I ran into this problem today and found the easiest solution to transform a point using the matrix. This way, you can extract the translation first, then rotation and scaling.

This only works if x and y are always scaled the same (uniform scaling).

Given your matrix m which has undergone a series of transforms,

var translate:Point;
var rotate:Number;
var scale:Number;

// extract translation
var p:Point = new Point();
translate = m.transformPoint(p);
m.translate( -translate.x, -translate.y);

// extract (uniform) scale
p.x = 1.0;
p.y = 0.0;
p = m.transformPoint(p);
scale = p.length;

// and rotation
rotate = Math.atan2(p.y, p.x);

There you go!

Answer 3

The term for this is matrix decomposition.

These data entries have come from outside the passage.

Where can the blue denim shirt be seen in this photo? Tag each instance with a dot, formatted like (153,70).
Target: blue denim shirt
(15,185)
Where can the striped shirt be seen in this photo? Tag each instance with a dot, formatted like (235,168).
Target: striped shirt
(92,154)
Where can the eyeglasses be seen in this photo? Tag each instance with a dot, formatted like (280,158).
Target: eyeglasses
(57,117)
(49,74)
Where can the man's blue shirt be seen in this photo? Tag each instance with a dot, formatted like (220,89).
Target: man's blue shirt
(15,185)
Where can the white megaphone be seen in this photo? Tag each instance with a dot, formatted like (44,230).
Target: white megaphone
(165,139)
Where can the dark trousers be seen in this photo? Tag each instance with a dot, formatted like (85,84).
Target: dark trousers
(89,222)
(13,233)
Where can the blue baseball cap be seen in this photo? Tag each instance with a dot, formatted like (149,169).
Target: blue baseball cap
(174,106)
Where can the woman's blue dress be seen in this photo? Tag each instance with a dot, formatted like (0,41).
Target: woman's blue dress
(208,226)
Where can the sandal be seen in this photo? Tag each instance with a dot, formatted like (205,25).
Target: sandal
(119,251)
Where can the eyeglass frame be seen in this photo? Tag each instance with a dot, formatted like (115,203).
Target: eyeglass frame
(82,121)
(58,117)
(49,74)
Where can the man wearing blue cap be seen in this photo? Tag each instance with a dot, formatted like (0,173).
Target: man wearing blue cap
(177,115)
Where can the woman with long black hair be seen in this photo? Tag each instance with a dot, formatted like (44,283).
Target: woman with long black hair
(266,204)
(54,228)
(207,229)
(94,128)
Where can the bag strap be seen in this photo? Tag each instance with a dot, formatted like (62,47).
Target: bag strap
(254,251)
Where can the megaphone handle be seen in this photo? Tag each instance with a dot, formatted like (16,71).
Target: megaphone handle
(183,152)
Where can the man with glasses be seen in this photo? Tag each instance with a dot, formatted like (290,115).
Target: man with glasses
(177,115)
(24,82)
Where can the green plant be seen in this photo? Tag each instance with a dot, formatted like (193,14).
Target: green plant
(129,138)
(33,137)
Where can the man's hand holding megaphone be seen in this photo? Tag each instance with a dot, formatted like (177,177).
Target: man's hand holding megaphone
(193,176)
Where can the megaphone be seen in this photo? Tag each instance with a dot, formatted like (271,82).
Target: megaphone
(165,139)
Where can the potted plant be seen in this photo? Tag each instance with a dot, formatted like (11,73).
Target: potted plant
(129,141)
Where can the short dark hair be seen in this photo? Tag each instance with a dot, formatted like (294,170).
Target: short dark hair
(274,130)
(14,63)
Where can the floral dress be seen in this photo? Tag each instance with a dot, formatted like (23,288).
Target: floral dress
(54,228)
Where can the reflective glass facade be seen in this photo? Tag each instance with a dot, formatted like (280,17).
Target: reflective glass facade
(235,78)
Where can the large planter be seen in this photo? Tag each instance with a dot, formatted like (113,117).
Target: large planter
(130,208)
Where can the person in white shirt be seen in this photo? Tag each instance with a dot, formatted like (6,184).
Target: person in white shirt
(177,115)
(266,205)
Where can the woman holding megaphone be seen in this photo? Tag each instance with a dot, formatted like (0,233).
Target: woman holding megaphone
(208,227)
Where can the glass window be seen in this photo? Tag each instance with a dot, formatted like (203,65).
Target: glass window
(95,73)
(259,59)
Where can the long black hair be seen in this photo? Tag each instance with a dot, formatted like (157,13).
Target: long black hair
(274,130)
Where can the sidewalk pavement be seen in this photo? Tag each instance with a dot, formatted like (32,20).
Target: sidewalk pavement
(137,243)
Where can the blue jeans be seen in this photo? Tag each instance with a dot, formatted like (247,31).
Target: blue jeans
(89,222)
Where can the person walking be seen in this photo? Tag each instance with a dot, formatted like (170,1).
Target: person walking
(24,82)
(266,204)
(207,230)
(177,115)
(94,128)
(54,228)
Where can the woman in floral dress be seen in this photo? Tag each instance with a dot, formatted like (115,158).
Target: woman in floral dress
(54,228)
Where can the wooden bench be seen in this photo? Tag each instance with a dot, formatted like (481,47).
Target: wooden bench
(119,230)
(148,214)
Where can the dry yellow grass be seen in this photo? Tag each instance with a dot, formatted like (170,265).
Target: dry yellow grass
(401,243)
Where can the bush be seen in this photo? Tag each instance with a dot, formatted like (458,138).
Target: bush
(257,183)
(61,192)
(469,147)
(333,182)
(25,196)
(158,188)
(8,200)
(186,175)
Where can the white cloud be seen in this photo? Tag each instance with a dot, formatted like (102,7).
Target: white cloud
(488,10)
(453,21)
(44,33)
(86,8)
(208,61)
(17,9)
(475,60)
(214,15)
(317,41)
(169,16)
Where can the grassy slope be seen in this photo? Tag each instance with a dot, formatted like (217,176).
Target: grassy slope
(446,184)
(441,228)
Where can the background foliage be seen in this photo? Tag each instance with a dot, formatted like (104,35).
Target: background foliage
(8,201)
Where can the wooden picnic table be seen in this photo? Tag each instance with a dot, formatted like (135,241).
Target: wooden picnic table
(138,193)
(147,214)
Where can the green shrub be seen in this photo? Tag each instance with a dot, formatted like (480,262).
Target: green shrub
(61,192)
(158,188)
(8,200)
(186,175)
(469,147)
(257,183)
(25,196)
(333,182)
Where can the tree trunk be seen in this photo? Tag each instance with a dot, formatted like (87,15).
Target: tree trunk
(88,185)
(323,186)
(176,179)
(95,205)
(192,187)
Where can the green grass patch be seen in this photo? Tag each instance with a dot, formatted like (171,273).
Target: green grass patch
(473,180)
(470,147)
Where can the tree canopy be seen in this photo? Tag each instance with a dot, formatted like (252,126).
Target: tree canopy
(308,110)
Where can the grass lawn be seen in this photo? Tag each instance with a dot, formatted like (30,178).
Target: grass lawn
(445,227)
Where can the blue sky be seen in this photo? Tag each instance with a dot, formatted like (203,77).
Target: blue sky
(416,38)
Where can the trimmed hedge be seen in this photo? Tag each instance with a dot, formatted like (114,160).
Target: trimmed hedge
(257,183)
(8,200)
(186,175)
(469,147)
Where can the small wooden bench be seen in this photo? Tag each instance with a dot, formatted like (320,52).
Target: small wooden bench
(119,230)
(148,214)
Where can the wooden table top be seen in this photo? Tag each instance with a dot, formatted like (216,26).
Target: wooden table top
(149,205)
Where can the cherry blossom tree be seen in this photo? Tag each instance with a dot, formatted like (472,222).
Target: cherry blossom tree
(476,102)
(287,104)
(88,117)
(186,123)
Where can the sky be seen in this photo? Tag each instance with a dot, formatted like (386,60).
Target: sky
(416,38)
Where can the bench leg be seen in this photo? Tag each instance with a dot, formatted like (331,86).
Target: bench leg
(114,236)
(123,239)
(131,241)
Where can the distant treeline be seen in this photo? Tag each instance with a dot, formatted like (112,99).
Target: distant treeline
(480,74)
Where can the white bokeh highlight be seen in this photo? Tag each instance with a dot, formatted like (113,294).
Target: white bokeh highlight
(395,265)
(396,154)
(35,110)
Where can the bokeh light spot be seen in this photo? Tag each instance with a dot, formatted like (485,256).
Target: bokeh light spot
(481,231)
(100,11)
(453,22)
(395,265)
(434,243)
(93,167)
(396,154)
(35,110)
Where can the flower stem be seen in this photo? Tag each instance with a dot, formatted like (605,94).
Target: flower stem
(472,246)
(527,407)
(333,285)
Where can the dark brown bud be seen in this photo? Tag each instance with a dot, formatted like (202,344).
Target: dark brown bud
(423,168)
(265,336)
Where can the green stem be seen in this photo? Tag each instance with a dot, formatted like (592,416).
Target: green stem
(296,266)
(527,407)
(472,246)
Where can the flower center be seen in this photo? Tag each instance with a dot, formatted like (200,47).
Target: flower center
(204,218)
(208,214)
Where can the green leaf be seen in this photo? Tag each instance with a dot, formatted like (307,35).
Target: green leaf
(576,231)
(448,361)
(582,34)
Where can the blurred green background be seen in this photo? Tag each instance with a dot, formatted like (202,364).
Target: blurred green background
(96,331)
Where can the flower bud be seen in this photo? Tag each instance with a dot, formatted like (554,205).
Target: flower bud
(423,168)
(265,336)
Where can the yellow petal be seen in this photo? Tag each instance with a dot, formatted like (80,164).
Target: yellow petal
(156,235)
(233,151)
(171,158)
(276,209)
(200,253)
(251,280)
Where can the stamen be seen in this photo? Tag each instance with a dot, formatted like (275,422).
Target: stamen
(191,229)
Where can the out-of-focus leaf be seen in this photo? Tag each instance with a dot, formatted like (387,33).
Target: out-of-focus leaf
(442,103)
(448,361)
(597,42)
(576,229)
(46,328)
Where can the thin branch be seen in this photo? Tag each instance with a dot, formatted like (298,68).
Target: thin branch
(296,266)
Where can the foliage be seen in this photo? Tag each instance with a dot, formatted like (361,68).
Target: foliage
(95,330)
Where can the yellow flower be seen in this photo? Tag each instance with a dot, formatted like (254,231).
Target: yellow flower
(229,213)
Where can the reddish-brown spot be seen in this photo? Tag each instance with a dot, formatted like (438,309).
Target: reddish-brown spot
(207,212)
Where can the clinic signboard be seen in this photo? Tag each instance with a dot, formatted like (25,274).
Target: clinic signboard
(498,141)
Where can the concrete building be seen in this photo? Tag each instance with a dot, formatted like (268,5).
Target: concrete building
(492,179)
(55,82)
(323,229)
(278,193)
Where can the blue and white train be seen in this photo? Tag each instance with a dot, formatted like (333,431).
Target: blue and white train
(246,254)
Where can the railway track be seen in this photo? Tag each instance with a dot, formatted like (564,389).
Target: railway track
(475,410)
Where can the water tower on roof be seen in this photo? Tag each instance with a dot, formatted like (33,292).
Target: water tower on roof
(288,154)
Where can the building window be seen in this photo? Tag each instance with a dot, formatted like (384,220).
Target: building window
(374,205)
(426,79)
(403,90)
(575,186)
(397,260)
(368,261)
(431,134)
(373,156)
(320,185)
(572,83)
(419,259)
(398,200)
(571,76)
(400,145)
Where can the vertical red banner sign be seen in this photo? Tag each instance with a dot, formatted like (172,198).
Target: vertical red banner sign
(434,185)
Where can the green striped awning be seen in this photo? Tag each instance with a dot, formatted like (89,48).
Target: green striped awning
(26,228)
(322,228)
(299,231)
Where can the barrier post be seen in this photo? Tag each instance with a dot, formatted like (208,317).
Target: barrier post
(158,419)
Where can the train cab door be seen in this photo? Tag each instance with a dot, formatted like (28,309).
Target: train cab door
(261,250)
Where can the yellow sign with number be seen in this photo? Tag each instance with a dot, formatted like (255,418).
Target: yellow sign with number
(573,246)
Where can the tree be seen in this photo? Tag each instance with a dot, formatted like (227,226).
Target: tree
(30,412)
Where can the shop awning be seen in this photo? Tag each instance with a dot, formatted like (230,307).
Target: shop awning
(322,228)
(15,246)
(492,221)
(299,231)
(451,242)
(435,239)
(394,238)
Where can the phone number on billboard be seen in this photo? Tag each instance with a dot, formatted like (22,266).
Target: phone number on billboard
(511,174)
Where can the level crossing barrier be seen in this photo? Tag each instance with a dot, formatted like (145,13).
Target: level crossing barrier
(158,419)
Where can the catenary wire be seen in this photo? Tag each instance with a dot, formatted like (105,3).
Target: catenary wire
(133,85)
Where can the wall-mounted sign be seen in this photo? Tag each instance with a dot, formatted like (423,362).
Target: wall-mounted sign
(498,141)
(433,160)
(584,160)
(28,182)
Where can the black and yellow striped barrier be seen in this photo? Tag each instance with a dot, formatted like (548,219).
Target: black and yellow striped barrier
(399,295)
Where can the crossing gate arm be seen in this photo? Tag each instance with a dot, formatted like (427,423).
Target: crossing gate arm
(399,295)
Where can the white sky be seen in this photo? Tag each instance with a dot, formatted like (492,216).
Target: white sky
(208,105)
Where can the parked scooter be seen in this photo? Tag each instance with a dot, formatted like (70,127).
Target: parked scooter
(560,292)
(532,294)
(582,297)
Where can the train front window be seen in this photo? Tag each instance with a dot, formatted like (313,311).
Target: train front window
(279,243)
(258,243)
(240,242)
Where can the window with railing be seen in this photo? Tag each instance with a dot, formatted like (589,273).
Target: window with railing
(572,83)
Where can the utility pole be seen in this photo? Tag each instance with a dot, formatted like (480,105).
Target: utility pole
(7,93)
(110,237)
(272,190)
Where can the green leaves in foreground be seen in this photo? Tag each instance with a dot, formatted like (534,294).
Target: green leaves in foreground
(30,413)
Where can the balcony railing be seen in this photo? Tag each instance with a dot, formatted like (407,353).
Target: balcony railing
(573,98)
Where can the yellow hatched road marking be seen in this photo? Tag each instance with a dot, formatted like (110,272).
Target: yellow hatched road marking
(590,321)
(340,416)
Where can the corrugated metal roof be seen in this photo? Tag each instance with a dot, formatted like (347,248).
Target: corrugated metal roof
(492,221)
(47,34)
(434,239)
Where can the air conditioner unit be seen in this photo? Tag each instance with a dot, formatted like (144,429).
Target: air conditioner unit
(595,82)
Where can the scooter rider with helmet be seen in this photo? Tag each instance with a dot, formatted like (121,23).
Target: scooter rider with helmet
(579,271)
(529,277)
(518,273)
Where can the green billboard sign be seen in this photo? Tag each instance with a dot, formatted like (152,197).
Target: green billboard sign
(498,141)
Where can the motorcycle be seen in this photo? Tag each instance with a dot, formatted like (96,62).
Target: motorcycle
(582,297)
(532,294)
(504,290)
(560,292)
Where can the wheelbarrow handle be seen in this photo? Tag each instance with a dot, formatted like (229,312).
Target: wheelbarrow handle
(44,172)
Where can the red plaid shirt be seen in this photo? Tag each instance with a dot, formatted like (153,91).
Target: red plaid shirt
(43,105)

Here is a solution that includes skew as described by Frédéric Wang.

function decompose_2d_matrix(mat) {
  var a = mat[0];
  var b = mat[1];
  var c = mat[2];
  var d = mat[3];
  var e = mat[4];
  var f = mat[5];

  var delta = a * d - b * c;

  let result = {
    translation: [e, f],
    rotation: 0,
    scale: [0, 0],
    skew: [0, 0],
  };

  // Apply the QR-like decomposition.
  if (a != 0 || b != 0) {
    var r = Math.sqrt(a * a + b * b);
    result.rotation = b > 0 ? Math.acos(a / r) : -Math.acos(a / r);
    result.scale = [r, delta / r];
    result.skew = [Math.atan((a * c + b * d) / (r * r)), 0];
  } else if (c != 0 || d != 0) {
    var s = Math.sqrt(c * c + d * d);
    result.rotation =
      Math.PI / 2 - (d > 0 ? Math.acos(-c / s) : -Math.acos(c / s));
    result.scale = [delta / s, s];
    result.skew = [0, Math.atan((a * c + b * d) / (s * s))];
  } else {
    // a = b = c = d = 0
  }

  return result;
}

Answer 4

If in scaling you'd scaled by the same amount in x and in y, then the determinant of the matrix, i.e. ad-bc, which tells you the area multiplier would tell you the linear change of scale too - it would be the square root of the determinant. atan( b/a ) or better atan2( b,a ) would tell you the total angle you have rotated through.

However, as your scaling isn't uniform, there is usually not going to be a way to condense your series of rotations and scaling to a single rotation followed by a single non-uniform scaling in x and y.